Диалектический тезис о единстве и борьбе противоположностей перестал устраивать власть.

Пятнадцатого числа, выступая перед средствами массовой информации в Екатеринбурге, президент уже не в первый раз обрушился на Российское телевидение, обвинив компанию в предвзятом взгляде на реформу и на основы государственности России. Все это он назвал привычным для обкомовской лексики Ельцина словом «чернуха». Президент прибыл на родину и с максимальной долей раскованности выплеснулся перед согражданами, желая повторить «хорошего» Ельцина, строгого и справедливого. Выступая перед журналистами, президент построил свою речь в виде вопросов самому себе и одновременно аудитории: «Попцов гонит чернуху, не выполняет президентские указания. Что я должен сделать? Снять Попцова?!» Трудно сказать, как реагировал зал. Я там не был. Возможно, слова президента потонули в буре оваций, возможно, были встречены молчанием.

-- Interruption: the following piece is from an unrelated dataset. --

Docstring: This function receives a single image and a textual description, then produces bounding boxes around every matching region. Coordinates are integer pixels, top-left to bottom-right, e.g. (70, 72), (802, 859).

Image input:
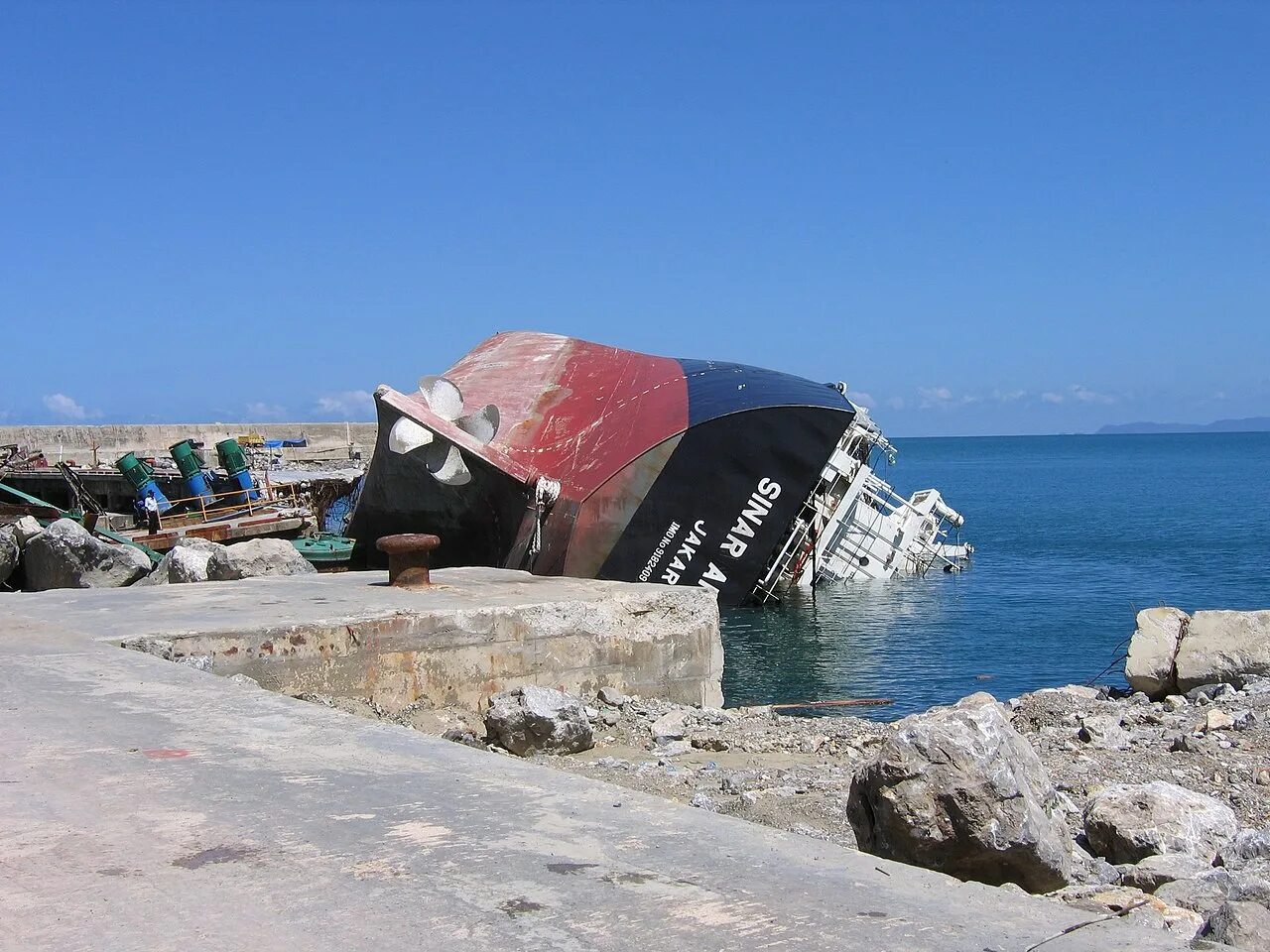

Другое важно. Конфликт, случившийся тремя днями раньше, в пятницу. Президент встречался с главами регионов. На этой встрече глава кемеровской администрации Кислюк, поддакивая президенту, вдруг заговорил о неуважительной манере, в которой президент показывается на Российском телевидении. Реакция была мгновенной, из чего было ясно, что спектакль был отрепетирован клевретами. «Нет проблем, снимем», — отрезал президент и дал поручение Виктору Илюшину подготовить проект указа. Сколько их было, этих указов относительно Попцова? Четыре, пять, шесть? С исходящими номерами и без них…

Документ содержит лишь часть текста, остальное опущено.